Kaderplanung

Beim MSV Duisburg sind noch sechs Stellen im Kader frei

Ein junges, aber altbekanntes Gesicht, das bei den Fans hoch im Kurs steht: Mittelfeldspieler Lukas Daschner.

Ein junges, aber altbekanntes Gesicht, das bei den Fans hoch im Kurs steht: Mittelfeldspieler Lukas Daschner.

Foto: Mark Bohla

Duisburg.   Der MSV Duisburg will mit 20 Feldspielern und drei Torhütern in die neue Saison gehen. In allen Mannschaftsteilen besteht allerdings noch Bedarf.

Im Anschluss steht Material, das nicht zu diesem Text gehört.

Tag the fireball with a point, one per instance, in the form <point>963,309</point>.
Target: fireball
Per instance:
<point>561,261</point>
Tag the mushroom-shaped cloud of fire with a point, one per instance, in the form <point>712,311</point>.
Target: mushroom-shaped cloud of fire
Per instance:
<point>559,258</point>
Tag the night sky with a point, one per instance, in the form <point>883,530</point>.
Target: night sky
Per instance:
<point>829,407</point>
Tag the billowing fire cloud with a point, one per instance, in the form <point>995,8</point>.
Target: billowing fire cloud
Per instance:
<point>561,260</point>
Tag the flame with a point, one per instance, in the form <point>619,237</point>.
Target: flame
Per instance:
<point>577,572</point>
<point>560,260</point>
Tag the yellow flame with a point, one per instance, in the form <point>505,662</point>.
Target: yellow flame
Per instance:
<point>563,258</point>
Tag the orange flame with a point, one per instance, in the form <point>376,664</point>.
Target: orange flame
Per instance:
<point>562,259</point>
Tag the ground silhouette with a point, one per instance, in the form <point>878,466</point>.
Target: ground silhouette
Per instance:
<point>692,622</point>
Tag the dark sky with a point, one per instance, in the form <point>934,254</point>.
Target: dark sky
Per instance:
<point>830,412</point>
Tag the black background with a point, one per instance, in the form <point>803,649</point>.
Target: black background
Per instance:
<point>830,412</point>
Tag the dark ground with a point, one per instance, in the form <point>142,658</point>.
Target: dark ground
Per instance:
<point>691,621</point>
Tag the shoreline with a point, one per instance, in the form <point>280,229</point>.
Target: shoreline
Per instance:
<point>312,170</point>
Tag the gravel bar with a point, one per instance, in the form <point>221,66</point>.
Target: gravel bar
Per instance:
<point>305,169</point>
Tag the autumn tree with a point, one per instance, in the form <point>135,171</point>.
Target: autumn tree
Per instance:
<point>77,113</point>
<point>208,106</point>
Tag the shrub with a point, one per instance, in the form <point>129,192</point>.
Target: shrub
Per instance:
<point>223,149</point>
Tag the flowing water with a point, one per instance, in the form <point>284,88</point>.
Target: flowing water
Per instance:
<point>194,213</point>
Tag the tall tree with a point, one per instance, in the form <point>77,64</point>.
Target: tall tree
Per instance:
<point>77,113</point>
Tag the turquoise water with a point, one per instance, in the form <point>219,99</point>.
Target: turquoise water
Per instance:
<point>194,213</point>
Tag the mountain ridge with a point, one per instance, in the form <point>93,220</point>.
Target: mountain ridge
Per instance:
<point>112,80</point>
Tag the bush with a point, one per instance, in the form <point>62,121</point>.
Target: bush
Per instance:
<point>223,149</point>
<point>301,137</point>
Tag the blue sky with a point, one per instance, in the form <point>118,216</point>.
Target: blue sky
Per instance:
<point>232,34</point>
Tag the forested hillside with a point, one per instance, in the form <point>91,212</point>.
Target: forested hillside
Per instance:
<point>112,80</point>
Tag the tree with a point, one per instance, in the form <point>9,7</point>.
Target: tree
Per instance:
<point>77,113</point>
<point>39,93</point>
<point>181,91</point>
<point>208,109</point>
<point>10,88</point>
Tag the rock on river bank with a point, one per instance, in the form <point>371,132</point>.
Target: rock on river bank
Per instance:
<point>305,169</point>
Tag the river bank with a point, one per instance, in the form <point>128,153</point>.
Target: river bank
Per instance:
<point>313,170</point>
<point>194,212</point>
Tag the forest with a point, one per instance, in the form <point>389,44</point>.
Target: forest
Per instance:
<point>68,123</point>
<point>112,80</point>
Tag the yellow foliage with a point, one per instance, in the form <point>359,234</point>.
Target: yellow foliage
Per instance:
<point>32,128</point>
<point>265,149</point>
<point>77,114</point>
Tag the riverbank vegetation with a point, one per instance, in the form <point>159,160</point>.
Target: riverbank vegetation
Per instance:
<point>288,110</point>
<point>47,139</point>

Die Formel beim Fußball-Drittligisten MSV Duisburg lautet 20 plus drei. 20 Feldspieler und drei Torhüter soll der Kader des Zweitliga-Absteigers für die neue Saison umfassen. Dies machte Sportdirektor Ivica Grlic deutlich. Aktuell stehen 16 Feldspieler und ein Keeper auf der Personalliste. Die neue Formel, die es idealerweise so schnell wie möglich zu lösen gilt, lautet somit vier plus zwei.

So stellt sich der aktuelle Kader mit der Formel 16 plus eins dar:

Torhüter: Torwarttrainer Sven Beuckert (45) scherzte am Sonntag am Rande des Testspiels in Wanheim, dass er zur Not ins Training einsteigen könne. Damit dem Fan das Lachen nicht vergeht, muss Sportdirektor Grlic noch zwei Kollegen für Youngster Jonas Brendieck (20) verpflichten. Priorität genießt naturgemäß die Suche nach der klassischen Nummer eins. Probespieler Tobias Trautner, zuletzt Ersatzmann beim Drittliga-Absteiger Sportfreunde Lotte, erfüllt dieses Kriterium nicht.

Abwehr: Sieben Defensivspezialisten stehen derzeit im Kader. Sebastian Neumann (28) ist hier Alterspräsident. Ob er nach seiner Hüftoperation zum Saisonstart bei 100 Prozent sein kann, ist noch offen. Thomas Blomeyer kehrte weitgehend ohne Spielpraxis aus Lotte zurück. Zebrastallgeruch bringen Migel-Max Schmeling und Vincent Gembalies mit. Der Ex-Paderborner Lukas Boeder ist der erfahrenste Neuzugang. Arne Sicker und Joshua Bitter müssen sich in der 3. Liga erst noch etablieren. Hier täte noch mindestens ein gestandener Haudegen der Defensive gut.

Mittelfeld: Hier gibt es unter den sieben Spielern fünf bekannte Gesichter: Moritz Stoppelkamp, Tim Albutat, Ahmet Engin, Lukas Daschner und Joseph-Claude Gyau (wenn denn der Flügelspieler nicht doch herumzicken sollte, um einen Wechsel in die USA zu realisieren). Neu sind die Regionalliga-Spieler Lukas Scepanik und Arnold Budimbu.

Schnellhardt schwer zu ersetzen

Auch im Mittelfeld besteht noch Handlungsbedarf. Der MSV benötigt einen Nachfolger für Fabian Schnellhardt – auch wenn Trainer Torsten Lieberknecht bereits deutlich machte, dass Schnellhardt nicht zu ersetzen ist. Lieberknecht: „Unsere Spielidee steht im Vordergrund.“

Angriff: Erst zwei Stürmer sind an Bord. Sinan Karweina kam verletzt aus Lotte und kann erst mit Verspätung die volle Trainingsbelastung aufnehmen. Mit dem Niederländer Vincent Vermeij heuerte ein gestandener Profi an. Die Erwartungen sind hoch. Er muss auf dem Platz das abliefern, was seine Vorgänger in der letzten Saison vermissen ließen. Der schöne Satz, dass sich Stürmer nicht allein an Toren messen lassen müssen, mag stimmen, aber in Duisburg mag das im Moment niemand mehr hören.

Im Angriff sind neben Vermeij noch zwei Planstellen offen.

Für alle offenen Stellen gilt: Will der MSV tatsächlich im Kampf um den Aufstieg nicht schweigen, sondern ein Wörtchen mitreden, wird es mit weiteren talentierten, jungen, und wuseligen Spielern nicht getan sein.